Yet all those things that were so radical, so difficult, and so completely challenging to the way we think of art, performance, audience, and most essentially, music, have been dulled by our own shock culture over the past few decades. We are no longer bothered by a piece composed entirely of silence, and we have come to expect that the performer/audience dynamic may be inverted at any point, the fourth wall of the musical stage to be broken. A performance of 4’33” almost becomes routine at this point, a novelty item on a concert program. Nothing could make this more clear than the BBC broadcast of a full orchestral performance of 4’33” by the LSO, complete with the overeager, hagiographic introduction and commentary.
My point is this: the shock value of Cage’s music is dead, as is the novelty factor. All we are left with is the music itself, the sounds arranged in space and time. And although there are potentially some cool moments where the audience becomes the piece, 4’33” just isn’t that great. In that BBC video, the commentator’s reaction, the shots of the audience looking intently pensive, the rote and obligatory applause, it just highlights the farcical and self-serving nature of this sort of performance.

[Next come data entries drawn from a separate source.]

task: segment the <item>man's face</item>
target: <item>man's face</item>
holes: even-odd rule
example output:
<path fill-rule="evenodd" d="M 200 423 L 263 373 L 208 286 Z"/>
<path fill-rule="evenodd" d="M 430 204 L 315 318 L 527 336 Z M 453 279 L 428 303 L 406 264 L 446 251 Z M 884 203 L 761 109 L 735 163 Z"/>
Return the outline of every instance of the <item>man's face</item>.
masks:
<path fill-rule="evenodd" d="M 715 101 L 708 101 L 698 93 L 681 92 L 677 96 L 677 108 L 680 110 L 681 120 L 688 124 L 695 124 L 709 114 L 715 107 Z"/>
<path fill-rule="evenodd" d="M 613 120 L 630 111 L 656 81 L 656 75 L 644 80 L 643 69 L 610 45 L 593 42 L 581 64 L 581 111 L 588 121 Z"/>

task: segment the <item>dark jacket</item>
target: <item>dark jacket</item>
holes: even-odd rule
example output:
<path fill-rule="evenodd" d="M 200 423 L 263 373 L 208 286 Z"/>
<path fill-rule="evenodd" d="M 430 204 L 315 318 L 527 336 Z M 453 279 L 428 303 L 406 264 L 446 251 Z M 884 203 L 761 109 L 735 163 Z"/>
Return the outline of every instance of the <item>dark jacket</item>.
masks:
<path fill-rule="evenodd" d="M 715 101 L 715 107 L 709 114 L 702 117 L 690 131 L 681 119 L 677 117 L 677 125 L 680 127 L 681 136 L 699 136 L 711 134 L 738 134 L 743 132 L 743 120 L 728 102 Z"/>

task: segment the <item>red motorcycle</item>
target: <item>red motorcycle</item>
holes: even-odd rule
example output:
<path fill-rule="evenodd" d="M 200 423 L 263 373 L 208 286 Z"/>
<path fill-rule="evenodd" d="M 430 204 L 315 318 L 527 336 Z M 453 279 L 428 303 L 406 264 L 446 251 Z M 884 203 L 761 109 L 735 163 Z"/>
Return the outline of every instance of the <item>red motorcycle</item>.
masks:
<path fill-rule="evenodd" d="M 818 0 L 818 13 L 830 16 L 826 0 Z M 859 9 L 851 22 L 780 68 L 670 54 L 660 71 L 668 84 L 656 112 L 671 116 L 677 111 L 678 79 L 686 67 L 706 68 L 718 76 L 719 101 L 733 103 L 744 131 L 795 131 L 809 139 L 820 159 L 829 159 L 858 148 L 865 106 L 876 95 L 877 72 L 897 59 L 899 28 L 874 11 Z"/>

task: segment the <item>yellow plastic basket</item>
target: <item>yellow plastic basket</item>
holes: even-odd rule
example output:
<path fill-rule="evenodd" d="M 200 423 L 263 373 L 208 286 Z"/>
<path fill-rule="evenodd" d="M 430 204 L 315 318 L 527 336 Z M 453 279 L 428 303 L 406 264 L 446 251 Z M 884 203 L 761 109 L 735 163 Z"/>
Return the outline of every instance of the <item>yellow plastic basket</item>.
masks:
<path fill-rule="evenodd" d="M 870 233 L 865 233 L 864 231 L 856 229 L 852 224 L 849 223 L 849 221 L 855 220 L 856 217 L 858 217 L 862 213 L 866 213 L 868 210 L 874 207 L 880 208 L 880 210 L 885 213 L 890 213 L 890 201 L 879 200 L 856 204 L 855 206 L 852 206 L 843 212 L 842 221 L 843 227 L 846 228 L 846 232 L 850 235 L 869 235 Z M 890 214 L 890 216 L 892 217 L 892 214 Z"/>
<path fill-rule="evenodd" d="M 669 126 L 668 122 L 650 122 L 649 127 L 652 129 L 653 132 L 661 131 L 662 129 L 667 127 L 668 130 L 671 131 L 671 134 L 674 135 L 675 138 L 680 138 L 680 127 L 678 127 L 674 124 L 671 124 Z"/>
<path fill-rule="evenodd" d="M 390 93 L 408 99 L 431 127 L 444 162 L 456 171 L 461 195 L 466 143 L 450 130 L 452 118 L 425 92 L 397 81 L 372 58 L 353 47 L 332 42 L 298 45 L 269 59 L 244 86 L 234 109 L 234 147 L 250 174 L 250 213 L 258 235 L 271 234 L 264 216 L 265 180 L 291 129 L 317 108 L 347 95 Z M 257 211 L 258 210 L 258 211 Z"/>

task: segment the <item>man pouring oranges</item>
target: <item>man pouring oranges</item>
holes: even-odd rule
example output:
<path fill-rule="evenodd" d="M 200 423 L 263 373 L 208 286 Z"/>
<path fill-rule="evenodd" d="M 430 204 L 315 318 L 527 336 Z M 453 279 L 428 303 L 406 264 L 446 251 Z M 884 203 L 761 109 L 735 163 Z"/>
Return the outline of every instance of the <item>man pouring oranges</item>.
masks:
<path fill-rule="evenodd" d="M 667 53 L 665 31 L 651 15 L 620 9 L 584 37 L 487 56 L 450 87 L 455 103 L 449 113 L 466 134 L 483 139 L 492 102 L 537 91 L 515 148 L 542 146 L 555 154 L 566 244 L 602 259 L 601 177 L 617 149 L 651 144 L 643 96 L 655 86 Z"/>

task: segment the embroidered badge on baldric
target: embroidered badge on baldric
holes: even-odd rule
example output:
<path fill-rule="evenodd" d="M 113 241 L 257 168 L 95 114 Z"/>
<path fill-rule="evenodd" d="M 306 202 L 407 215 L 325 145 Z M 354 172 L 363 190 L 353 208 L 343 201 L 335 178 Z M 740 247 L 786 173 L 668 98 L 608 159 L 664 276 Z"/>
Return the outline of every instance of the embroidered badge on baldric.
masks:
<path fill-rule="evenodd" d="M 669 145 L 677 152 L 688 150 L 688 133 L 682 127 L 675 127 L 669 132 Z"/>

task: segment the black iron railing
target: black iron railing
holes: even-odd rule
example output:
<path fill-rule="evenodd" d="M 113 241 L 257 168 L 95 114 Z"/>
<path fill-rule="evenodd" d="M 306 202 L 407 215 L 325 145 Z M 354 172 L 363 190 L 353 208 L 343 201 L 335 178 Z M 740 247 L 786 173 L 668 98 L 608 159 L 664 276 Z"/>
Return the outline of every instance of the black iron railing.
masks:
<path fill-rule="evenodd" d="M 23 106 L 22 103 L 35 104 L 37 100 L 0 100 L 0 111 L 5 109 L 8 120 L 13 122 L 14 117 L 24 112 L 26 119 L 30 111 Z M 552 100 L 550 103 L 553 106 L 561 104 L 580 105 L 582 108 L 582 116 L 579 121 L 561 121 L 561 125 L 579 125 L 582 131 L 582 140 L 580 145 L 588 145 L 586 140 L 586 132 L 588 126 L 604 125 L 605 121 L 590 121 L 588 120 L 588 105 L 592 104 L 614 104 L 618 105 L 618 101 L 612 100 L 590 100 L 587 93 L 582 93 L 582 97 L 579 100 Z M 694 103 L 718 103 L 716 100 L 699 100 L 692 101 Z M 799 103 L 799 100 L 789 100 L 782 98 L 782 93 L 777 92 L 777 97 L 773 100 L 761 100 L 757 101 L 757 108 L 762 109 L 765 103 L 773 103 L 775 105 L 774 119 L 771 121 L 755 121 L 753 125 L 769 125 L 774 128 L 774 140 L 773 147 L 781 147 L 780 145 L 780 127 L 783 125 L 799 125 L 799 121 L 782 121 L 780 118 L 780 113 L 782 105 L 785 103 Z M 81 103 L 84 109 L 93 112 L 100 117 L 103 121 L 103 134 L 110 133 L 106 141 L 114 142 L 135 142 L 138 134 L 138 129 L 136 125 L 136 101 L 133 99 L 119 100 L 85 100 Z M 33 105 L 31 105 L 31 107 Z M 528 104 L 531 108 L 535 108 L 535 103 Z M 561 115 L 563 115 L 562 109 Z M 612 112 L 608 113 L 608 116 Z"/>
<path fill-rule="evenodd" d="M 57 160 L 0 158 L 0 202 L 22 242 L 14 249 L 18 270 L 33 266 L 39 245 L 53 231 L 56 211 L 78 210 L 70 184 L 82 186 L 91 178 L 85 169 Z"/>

This is why Tuesday’s performance at Carnegie Hall of Cage’s Indeterminacy, with a simultaneous rendering of his Fontana Mix on lights and 27’10.554″ for a Percussionist, was so successful. It worked as a musical performance. Without being shocking, without being wildly innovative (these pieces are nearly 60 years old!), and even without drawing too obvious attention to its own chance operations, the evening was a wild success based on what we heard and saw alone.

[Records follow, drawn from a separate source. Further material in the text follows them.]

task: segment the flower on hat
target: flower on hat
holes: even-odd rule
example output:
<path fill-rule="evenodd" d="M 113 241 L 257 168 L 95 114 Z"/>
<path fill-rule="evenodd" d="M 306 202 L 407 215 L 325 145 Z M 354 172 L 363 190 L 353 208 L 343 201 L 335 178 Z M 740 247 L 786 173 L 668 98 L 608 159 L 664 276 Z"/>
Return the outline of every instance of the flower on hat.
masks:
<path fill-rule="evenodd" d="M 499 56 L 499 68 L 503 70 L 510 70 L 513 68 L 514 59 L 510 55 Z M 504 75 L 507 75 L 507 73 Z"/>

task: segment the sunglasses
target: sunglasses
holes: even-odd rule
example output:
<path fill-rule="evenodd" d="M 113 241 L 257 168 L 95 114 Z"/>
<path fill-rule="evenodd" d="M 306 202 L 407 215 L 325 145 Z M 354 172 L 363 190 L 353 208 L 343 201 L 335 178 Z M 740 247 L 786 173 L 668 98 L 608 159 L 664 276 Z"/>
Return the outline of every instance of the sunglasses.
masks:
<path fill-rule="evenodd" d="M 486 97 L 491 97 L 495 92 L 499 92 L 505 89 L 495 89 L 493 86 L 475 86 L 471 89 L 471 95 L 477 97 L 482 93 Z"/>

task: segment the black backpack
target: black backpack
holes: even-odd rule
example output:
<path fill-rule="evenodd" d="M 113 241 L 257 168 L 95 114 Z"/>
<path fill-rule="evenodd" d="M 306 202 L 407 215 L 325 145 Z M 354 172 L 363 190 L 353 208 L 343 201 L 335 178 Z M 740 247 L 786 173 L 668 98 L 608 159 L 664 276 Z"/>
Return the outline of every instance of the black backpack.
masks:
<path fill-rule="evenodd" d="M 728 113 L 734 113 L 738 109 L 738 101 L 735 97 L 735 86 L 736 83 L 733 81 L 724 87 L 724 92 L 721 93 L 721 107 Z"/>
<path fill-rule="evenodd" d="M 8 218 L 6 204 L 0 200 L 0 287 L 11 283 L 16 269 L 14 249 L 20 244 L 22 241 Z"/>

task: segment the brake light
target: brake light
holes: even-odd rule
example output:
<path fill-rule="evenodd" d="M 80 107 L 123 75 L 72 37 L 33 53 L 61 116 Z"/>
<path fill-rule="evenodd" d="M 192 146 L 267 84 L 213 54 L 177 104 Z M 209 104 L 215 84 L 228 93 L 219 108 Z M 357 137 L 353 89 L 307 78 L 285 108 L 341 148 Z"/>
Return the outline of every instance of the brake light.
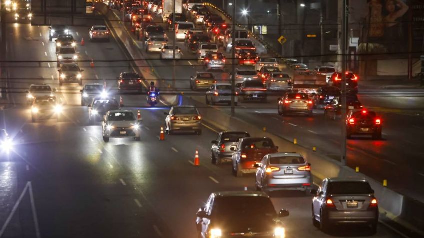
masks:
<path fill-rule="evenodd" d="M 221 152 L 225 152 L 225 144 L 221 145 Z"/>
<path fill-rule="evenodd" d="M 330 198 L 327 199 L 326 201 L 326 204 L 327 205 L 327 207 L 328 208 L 334 208 L 336 207 L 336 205 L 334 205 L 334 202 L 333 202 L 332 200 Z"/>
<path fill-rule="evenodd" d="M 309 165 L 301 166 L 298 168 L 298 170 L 300 170 L 300 171 L 310 171 L 310 166 Z"/>
<path fill-rule="evenodd" d="M 270 173 L 274 171 L 280 171 L 280 169 L 281 169 L 278 167 L 274 167 L 272 166 L 270 167 L 266 167 L 265 171 L 266 173 Z"/>
<path fill-rule="evenodd" d="M 377 207 L 378 205 L 378 202 L 377 201 L 377 199 L 374 198 L 371 200 L 371 203 L 370 203 L 370 207 L 375 208 Z"/>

Indeterminacy is a collection of short stories, each one told over the course of one minute, read from notecards. The order of the stories is randomly determined. The topics of these stories range from the metaphysical to the literal, but all seem to celebrate their namesake philosophical principle, that of chance, randomness, happy accidents, and happenstance. Some reinforce the meta-narrative of indeterminacy, others play out like little zen miniatures (appropriate since many of them concern Buddhist monks or figures like D.T. Suzuki), and still others are vignettes that offer a glimpse into the playful mind of their creator.
Doubling down on the aleatory concept, Cage dictated that another piece of his, or another media of art altogether, could be superimposed with Indeterminacy, so as to create even more of the chance alignments and dissonances, both musical and cognitive.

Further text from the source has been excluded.